Jason Kelly suggests that if you want to invest in individual stocks, you should keep a stock watch list. The number of stocks in the watch list should be 20 stocks.
The worksheet criteria that you should keep for each of these stocks are:
- Company name, symbol, phone
- Current stock price and 52 week high and 52 week low: Growth investors often buy near 52 week highs and value investors often buy near 52 week lows. However remember that there is no ideal price.
- Market capitalisation of the stock
- Daily dollar volume: This is a measure of liquidity. For small cap investors, this is preferably between $50,000 and $ 3 million
- Sales or revenue.
- Net profit margin: Look at the trend over the last 5 years. A company you track must have a net profit margin in the top 20% of its industry
- Cash and Debt: Lots of cash and little or no debt.

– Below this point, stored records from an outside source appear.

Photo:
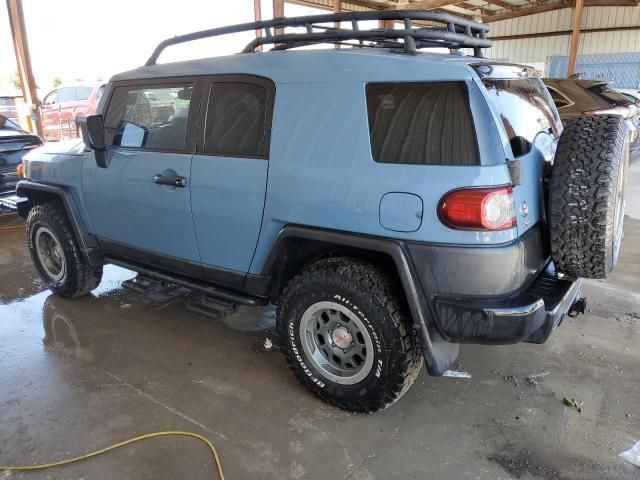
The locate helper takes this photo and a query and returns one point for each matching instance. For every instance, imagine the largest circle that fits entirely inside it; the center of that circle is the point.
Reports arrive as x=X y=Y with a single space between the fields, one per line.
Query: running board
x=223 y=294
x=213 y=308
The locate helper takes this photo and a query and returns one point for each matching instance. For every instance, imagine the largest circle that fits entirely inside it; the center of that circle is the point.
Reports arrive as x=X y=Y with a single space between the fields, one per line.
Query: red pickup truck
x=62 y=106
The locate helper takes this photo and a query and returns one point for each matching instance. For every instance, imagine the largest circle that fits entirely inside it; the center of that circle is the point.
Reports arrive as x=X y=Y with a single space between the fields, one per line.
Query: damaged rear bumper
x=529 y=316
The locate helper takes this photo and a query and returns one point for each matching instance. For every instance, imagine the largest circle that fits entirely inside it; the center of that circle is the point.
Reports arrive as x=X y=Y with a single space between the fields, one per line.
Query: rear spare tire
x=586 y=199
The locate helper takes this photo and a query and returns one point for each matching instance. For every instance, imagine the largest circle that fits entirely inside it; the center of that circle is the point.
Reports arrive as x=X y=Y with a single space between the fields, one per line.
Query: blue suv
x=393 y=203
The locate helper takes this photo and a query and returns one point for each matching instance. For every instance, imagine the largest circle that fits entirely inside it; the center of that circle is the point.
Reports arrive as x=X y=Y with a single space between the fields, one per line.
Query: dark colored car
x=14 y=144
x=574 y=97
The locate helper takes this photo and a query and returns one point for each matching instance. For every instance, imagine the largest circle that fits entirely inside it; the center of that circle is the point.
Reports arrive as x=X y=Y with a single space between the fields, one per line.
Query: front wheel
x=345 y=334
x=56 y=255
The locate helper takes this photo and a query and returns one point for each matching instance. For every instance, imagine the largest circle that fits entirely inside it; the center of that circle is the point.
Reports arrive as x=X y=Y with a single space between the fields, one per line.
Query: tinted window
x=237 y=120
x=526 y=109
x=616 y=98
x=83 y=93
x=421 y=123
x=148 y=117
x=67 y=94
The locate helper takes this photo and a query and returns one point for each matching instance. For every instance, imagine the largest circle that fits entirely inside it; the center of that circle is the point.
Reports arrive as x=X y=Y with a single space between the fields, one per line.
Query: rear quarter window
x=421 y=123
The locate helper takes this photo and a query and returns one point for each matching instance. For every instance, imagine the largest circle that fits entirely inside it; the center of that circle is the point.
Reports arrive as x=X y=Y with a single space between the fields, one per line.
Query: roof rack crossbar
x=455 y=32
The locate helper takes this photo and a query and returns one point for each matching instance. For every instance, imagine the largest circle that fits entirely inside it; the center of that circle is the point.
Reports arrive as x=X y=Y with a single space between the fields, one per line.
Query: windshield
x=525 y=108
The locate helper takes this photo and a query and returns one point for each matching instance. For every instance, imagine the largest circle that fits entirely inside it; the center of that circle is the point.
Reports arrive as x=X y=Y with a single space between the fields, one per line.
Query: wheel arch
x=297 y=246
x=36 y=194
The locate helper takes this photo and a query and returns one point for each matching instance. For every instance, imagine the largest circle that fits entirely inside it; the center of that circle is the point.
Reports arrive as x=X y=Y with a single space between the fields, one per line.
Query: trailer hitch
x=578 y=307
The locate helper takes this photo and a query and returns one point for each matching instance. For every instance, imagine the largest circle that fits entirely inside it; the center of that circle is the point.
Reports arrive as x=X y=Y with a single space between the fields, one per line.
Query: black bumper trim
x=529 y=316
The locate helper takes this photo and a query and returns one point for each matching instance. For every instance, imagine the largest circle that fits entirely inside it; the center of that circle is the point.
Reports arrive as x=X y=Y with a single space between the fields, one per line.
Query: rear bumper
x=529 y=316
x=499 y=294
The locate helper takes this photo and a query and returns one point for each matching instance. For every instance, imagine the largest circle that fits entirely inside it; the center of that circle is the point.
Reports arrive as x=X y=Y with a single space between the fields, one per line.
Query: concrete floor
x=79 y=375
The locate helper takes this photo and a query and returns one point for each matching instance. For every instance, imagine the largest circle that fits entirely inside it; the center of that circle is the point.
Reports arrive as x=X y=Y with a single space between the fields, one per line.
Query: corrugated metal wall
x=541 y=48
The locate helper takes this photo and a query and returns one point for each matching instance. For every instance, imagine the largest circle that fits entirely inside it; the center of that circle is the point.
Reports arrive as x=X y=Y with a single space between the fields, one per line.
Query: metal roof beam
x=548 y=7
x=424 y=4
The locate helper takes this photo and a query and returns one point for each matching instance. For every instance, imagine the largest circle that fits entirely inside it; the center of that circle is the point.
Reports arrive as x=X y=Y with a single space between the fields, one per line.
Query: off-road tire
x=584 y=190
x=368 y=293
x=79 y=277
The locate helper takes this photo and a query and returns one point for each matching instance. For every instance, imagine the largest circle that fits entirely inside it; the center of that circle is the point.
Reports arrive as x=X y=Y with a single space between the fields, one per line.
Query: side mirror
x=92 y=130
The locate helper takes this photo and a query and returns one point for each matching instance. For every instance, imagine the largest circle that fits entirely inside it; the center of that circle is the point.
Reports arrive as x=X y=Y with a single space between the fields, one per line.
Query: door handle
x=173 y=181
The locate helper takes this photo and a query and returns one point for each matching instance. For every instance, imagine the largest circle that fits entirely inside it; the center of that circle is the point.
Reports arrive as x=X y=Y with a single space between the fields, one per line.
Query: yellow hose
x=122 y=444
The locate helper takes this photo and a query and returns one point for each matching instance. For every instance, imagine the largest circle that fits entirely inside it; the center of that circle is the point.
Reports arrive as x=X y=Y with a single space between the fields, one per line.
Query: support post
x=337 y=8
x=257 y=12
x=278 y=11
x=575 y=37
x=23 y=59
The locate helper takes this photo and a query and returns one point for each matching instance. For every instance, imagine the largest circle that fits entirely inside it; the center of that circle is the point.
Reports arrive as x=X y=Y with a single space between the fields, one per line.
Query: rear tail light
x=478 y=209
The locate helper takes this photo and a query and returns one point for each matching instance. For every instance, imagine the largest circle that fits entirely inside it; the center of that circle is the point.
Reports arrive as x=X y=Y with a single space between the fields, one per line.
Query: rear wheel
x=56 y=255
x=587 y=191
x=345 y=334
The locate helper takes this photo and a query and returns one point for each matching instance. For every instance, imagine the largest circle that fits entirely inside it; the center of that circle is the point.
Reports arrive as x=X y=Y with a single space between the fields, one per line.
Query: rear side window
x=84 y=93
x=421 y=123
x=153 y=117
x=238 y=121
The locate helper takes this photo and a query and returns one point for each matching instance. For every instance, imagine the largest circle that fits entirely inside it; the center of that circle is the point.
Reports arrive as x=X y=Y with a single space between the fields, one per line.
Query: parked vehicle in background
x=632 y=94
x=15 y=143
x=9 y=107
x=393 y=203
x=62 y=106
x=575 y=97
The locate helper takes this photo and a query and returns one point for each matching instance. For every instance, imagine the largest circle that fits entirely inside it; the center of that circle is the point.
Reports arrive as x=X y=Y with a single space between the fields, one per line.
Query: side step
x=145 y=285
x=223 y=294
x=210 y=307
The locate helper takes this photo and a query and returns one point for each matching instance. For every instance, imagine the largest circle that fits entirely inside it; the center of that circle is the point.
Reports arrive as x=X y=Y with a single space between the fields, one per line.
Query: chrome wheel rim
x=618 y=225
x=50 y=254
x=336 y=342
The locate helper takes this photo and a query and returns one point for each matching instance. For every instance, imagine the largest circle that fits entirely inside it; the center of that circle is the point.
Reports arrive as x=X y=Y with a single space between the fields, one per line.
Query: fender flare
x=438 y=353
x=29 y=190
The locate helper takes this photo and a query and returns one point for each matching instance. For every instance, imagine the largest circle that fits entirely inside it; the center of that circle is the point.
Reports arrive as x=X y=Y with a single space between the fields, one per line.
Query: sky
x=95 y=39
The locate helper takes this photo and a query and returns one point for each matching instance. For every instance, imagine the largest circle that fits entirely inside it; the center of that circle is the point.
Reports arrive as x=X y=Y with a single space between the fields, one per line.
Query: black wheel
x=345 y=334
x=586 y=200
x=56 y=255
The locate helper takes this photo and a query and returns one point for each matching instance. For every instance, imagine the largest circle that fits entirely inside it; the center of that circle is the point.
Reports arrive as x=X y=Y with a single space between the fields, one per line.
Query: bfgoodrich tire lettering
x=74 y=278
x=366 y=293
x=586 y=197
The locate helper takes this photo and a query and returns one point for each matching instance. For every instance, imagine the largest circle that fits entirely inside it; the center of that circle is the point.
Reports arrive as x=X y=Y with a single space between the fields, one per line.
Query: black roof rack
x=444 y=30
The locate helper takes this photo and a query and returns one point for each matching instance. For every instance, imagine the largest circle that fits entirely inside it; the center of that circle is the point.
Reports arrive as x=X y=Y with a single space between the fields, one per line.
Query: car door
x=139 y=205
x=229 y=173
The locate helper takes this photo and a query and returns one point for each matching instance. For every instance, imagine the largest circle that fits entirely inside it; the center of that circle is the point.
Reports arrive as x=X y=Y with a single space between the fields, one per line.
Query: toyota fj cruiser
x=393 y=203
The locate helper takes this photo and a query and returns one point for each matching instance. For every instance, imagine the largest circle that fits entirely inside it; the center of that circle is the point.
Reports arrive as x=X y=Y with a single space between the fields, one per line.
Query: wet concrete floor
x=79 y=375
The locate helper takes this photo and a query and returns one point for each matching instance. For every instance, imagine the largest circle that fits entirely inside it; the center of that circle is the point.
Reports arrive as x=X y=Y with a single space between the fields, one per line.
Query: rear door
x=140 y=204
x=229 y=173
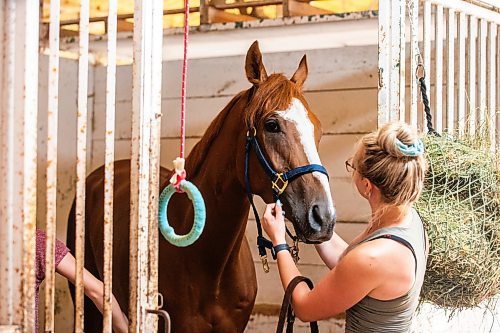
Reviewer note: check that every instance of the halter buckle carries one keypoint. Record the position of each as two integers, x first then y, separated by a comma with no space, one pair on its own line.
276,186
294,250
265,263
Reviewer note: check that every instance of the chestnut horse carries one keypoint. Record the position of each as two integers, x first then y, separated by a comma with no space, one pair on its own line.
211,285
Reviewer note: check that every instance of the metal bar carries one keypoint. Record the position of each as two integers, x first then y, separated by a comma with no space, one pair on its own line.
438,108
384,37
483,32
402,59
427,51
52,116
450,80
395,60
140,166
8,264
469,9
414,59
472,74
462,33
493,58
107,324
154,179
30,17
81,162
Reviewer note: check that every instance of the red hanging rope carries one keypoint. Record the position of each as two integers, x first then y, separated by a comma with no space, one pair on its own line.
180,173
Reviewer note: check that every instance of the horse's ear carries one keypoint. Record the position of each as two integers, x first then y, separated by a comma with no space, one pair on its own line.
300,75
256,73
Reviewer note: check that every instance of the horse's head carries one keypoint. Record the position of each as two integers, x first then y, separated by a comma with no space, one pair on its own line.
288,134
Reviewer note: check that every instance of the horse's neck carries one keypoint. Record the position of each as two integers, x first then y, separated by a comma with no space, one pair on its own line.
225,197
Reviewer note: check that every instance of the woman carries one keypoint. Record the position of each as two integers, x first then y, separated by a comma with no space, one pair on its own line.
377,278
65,265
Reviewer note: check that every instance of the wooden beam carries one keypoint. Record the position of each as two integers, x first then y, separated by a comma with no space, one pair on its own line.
124,25
297,8
68,33
219,16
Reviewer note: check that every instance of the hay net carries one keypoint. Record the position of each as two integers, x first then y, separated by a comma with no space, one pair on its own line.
460,209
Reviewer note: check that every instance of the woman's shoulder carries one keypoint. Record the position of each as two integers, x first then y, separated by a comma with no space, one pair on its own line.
384,255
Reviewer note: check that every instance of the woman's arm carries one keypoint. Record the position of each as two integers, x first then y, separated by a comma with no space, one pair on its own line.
94,289
331,251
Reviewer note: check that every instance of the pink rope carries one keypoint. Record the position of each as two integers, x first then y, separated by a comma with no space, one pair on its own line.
184,72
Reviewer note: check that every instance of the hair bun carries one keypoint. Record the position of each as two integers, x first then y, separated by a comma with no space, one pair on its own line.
400,140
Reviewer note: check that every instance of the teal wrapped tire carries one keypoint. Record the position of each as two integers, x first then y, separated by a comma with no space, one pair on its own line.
199,215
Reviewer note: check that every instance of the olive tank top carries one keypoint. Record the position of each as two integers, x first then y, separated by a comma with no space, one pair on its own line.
392,316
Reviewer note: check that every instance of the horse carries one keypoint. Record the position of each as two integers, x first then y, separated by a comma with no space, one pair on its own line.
211,285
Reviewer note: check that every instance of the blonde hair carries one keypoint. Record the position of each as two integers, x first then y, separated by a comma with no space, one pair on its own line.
380,159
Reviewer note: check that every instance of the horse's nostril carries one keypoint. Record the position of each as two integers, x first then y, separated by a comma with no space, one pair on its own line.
320,216
317,214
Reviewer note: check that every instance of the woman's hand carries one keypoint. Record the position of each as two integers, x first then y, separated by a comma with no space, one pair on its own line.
273,223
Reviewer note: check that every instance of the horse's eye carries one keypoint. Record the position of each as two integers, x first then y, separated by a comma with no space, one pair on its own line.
272,126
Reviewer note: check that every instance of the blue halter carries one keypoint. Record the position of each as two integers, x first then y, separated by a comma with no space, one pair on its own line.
279,183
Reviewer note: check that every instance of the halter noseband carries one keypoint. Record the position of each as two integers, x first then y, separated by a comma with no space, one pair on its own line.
279,181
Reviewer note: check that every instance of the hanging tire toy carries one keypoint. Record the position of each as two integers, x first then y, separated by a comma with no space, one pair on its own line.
199,214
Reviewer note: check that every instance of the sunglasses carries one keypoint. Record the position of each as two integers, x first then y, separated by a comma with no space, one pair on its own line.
348,165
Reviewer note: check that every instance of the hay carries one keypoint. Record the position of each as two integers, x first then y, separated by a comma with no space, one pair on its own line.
460,208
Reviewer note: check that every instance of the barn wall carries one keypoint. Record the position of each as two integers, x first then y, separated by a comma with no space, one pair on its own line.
341,89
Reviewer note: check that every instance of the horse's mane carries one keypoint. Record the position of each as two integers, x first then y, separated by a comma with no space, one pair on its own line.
200,150
273,94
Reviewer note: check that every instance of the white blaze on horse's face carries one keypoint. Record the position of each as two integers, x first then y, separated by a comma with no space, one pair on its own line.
297,114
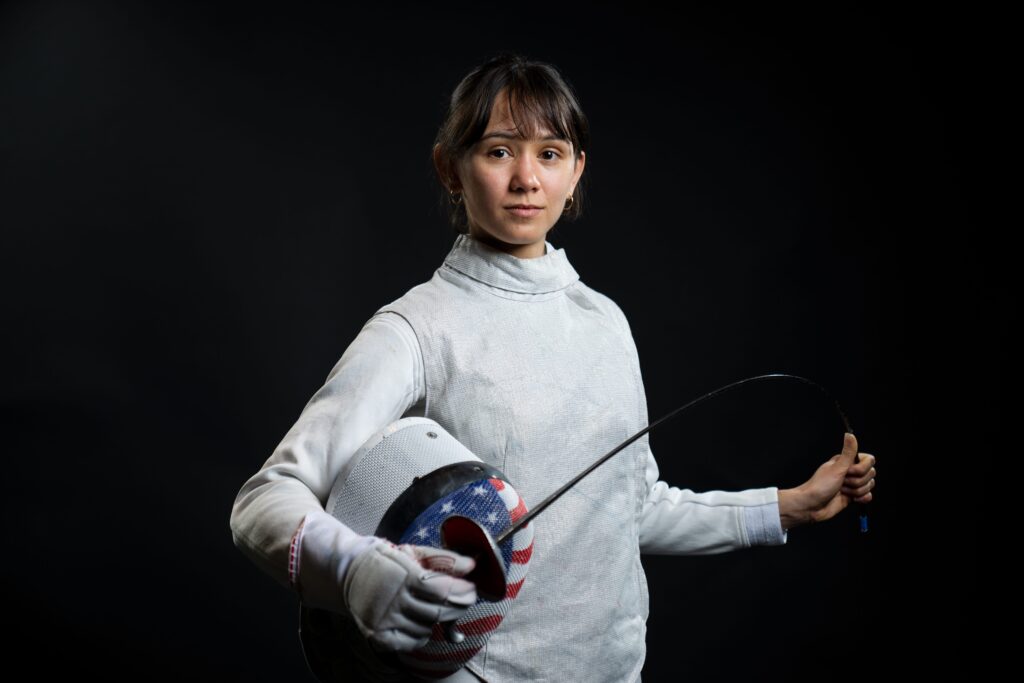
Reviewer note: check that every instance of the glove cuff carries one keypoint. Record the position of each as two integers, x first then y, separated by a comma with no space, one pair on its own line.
321,552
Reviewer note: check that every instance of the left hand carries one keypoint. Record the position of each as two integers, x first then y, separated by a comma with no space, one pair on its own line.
834,484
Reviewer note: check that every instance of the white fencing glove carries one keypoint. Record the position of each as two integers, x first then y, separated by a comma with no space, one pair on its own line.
394,594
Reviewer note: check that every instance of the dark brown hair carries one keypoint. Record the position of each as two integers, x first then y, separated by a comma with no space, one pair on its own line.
535,88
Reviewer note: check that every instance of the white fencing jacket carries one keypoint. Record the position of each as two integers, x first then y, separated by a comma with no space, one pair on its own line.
537,374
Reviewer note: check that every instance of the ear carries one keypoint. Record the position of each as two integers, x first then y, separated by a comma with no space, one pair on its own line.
581,162
443,168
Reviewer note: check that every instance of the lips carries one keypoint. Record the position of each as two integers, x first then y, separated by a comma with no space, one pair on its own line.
524,211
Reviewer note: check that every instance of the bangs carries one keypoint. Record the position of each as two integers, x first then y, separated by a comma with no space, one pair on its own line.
536,109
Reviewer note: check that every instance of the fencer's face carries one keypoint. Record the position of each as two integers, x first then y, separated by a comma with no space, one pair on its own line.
503,171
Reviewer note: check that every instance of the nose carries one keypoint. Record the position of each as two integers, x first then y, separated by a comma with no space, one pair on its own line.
524,174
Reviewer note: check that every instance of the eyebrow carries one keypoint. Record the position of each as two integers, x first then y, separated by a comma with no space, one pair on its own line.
510,136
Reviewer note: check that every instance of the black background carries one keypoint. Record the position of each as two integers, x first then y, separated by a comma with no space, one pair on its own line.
202,206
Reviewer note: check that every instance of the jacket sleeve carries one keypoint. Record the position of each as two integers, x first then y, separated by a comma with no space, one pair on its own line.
678,521
376,381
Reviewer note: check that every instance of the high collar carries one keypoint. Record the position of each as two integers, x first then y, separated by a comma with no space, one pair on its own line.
525,275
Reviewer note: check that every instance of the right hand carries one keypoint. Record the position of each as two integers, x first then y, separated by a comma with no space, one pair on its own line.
396,594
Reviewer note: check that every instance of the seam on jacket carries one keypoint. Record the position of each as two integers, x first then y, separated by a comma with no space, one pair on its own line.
423,359
446,271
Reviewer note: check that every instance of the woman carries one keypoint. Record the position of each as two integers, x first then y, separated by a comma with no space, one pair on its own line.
538,375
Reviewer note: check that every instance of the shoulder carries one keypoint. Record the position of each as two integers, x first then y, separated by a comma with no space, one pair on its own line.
603,303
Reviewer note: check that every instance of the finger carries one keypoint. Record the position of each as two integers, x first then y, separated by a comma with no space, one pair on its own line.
395,640
865,462
859,491
441,559
441,588
853,479
429,613
849,450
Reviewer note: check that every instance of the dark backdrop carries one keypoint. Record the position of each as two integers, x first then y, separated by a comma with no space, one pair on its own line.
202,206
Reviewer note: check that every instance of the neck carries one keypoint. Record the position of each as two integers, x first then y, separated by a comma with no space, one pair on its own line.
530,250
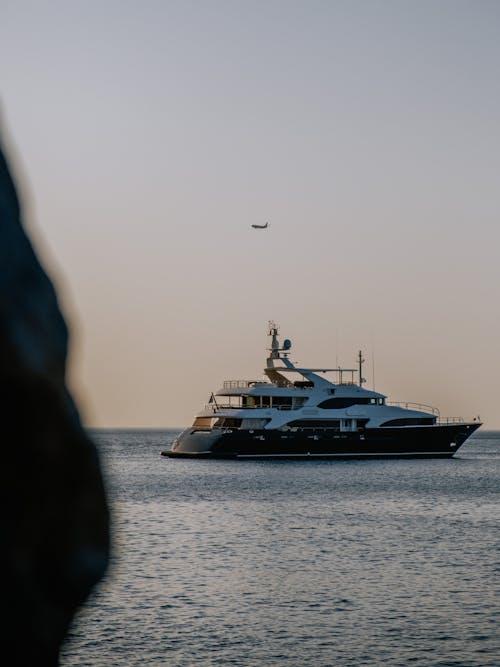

- Sales/share: Look at the trend over 5 years and see if it is increasing or not( especially for growth shares)
- Cash flow/share: Look at the trend over 5 years and see if it is increasing or not
- Earnings/share: Look at the trend over 5 years and see if it is increasing ( for growth shares). For value shares often you get a discount because there is a dip in the earnings.
- Dividend yield: Important for large companies. Not important for small companies. Choose large companies with high dividend yields. For large companies the best time to buy is a stock whose dividend yield has been going down for the last few years and now has a massive jump( suggesting a price drop)
- Return on equity: At least 20% and maintained or improved over the years
- Insider ownership: The more, the better. For small companies, at least 20%
- Stock buyback: Yes means good.
- EPS rank: Percentage change between EPS for last 2 quarters compared with last two quarters of the previous year. Earnings growth record for the last 5 years. Average both. Rank all stocks. For growth investors, this should be 85 or above( top15%)
- Relative price strength rank: Returns over the last 12 months. Should be in the top 20% for growth investors.
- Sales and earnings growth: Average of at least 10% a year over the past 5 years. For small companies, at least 15%
- Five year percentage change: Value investors want this to be lower. Growth investors want this to be high.
- Projected sales and earnings: Large companies-10%, Medium companies-15%, Small companies-20% a year for the next 5 years
- Projected stock high/low: Both the high and low projections must be bigger than the current price and worthwhile to invest for that possible gain.
- Rankings: Value line timeliness 1 or 2. No ideal for safety. S&P ranking: STARS 4 or 5. Fair value 4 or 5.
- P/E: For value companies, P/E must equal the earnings growth rate. P/E that is half the earnings growth is very good. P/E below the five year average is also good.
- Average P/E: Average of the P/E ratios over the last 5 years. Needs to be greater than current P/E.
- Price/sales: For all companies except utilities, lower the better. Less than 2 is ideal.
- Price/Book: Not that important. Very low may be a bargain or a trap. Less than the five year average.
- Current ratio: At least 2 or above.
- Price/cash flow: Less than 5 or less than 3-5 year average.
- Simple moving average, MACD, RSI: Buy stocks in a strong uptrend.
Compare with competitors
Ask why the company has the numbers it has.
Buy gradually and sell gradually
Average down if you have researched well and the stock holds potential.